Content is Still King in Japanese Digital Marketing & SEO

SEO, copywriting, content marketing, content

Content is King. Or is it? It can’t be denied that despite Japan’s significant contributions to the world of technology, the country lags significantly behind its western counterparts in terms of digitalisation. A nation steeped in tradition, even today’s organisational structure appears to favour conventional marketing practices, and businesses themselves are amongst the first to admit that digital leaders are somewhat of a rarity. Just 8% of Japanese businesses believe that they have digital leaders onboard, compared to a global average of 19%, according to research by Google.


And yet content IS King. Campaign Asia confirms that content marketing is experiencing an annual growth rate of between 5% and 10% across Asian companies, and around 83% of all Japanese businesses are now opting to use content marketing, according to a Digital InFact report, primarily to boost awareness and acquire new customers. Why, then, is there a widespread belief that content isn’t as vital in Japan?


Debunking the Myth


The reason why you may have heard that content isn’t as important a consideration in digital marketing in Japan as it is in the west is because ‘content’ means something a little different in Japan. Content is still key to improving brand awareness, instilling trust, and engaging with customers, but the type of content that Japanese audiences want to see differs notably from the sort of content that we’d create for our local audiences.
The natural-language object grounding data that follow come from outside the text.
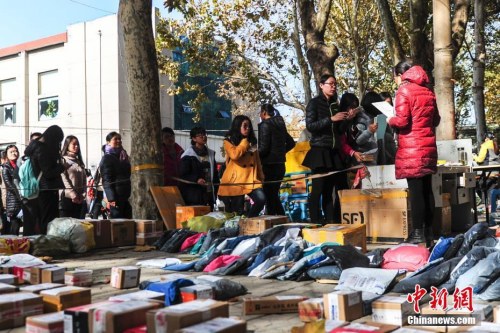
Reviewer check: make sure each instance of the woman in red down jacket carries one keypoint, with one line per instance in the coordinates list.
(415, 120)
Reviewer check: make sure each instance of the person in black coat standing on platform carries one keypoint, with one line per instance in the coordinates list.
(45, 155)
(274, 143)
(115, 173)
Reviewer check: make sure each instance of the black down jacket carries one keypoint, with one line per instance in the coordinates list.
(274, 140)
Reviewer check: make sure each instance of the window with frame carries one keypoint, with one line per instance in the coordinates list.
(7, 102)
(48, 98)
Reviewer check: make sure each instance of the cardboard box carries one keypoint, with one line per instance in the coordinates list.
(15, 307)
(367, 326)
(340, 233)
(178, 316)
(58, 299)
(7, 288)
(53, 275)
(118, 317)
(343, 305)
(197, 291)
(79, 319)
(184, 213)
(218, 325)
(148, 231)
(46, 323)
(9, 279)
(257, 225)
(391, 310)
(102, 233)
(125, 277)
(311, 310)
(271, 304)
(385, 212)
(78, 278)
(141, 295)
(37, 288)
(122, 232)
(36, 273)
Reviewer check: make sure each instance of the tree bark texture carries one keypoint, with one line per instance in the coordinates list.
(320, 56)
(135, 21)
(443, 69)
(478, 70)
(391, 34)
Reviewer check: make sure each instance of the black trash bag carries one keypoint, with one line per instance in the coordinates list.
(472, 258)
(224, 289)
(52, 246)
(173, 245)
(455, 245)
(376, 257)
(213, 234)
(477, 231)
(433, 277)
(329, 272)
(167, 234)
(346, 256)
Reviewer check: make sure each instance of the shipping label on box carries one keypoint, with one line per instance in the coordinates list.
(385, 212)
(257, 225)
(311, 310)
(178, 316)
(184, 213)
(125, 277)
(391, 310)
(271, 304)
(343, 305)
(46, 323)
(122, 232)
(344, 234)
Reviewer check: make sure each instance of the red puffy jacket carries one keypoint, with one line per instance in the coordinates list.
(416, 119)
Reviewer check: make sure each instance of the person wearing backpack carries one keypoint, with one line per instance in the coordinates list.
(115, 173)
(72, 198)
(13, 200)
(44, 154)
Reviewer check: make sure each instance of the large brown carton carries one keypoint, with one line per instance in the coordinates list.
(343, 305)
(125, 277)
(344, 234)
(385, 212)
(178, 316)
(46, 323)
(79, 319)
(15, 307)
(148, 231)
(218, 325)
(122, 232)
(271, 304)
(102, 233)
(184, 213)
(257, 225)
(115, 318)
(59, 299)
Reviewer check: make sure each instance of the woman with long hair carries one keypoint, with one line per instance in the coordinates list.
(115, 173)
(72, 197)
(415, 121)
(243, 173)
(10, 175)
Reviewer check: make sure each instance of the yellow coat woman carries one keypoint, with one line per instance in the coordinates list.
(243, 169)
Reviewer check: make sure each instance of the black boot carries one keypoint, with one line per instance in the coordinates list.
(416, 237)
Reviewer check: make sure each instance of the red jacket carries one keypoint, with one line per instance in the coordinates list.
(415, 121)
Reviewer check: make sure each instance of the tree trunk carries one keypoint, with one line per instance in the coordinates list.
(320, 56)
(478, 70)
(143, 87)
(391, 34)
(443, 69)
For example, there is endless research looking at the impact that content animation — automated slideshows, for example — has on user behaviour, and it is generally agreed that this motion can distract from the ultimate goal. And yet moving content is rife in Japan. The same goes for information that we’d typically keep away from homepages, such as CEO messages and earning reports; they’re amongst some of the first types of content we see when clicking through to a Japanese website. The cluttered, busy, on-the-go design is familiar in Japan, and it works to instill trust in users, while when marketing to our local audiences we’d usually try and stick to a minimalist look.


Content & SEO


The importance of content for SEO purposes was solidified back in 2007 when Google — the most widely used search engine in Japan — announced major changes to its ranking algorithm for its Japanese SERPs. Google Japan announced that ‘low-quality sites that focus on displaying your page at the top of search results, rather than providing useful and reliable information to users’ will be penalised in the rankings, while, ‘high-quality sites with original and useful content will appear higher’ in results.


Getting it Right


So in terms of SEO power and digital marketing, content is still King in Japan. But it can be tricky to get right. Japanese audiences are, it seems, quite picky when it comes to digital content, with research by Adobe showing that bad copywriting is the top reason why Japanese web users steer clear of business websites, followed by irrelevant content, content that is not optimised for mobile devices, poorly designed content, and a lack of visual stimulation. But with some planning and a focus on SEO localisation, reaching Japanese audiences through content can be easier than it first seems.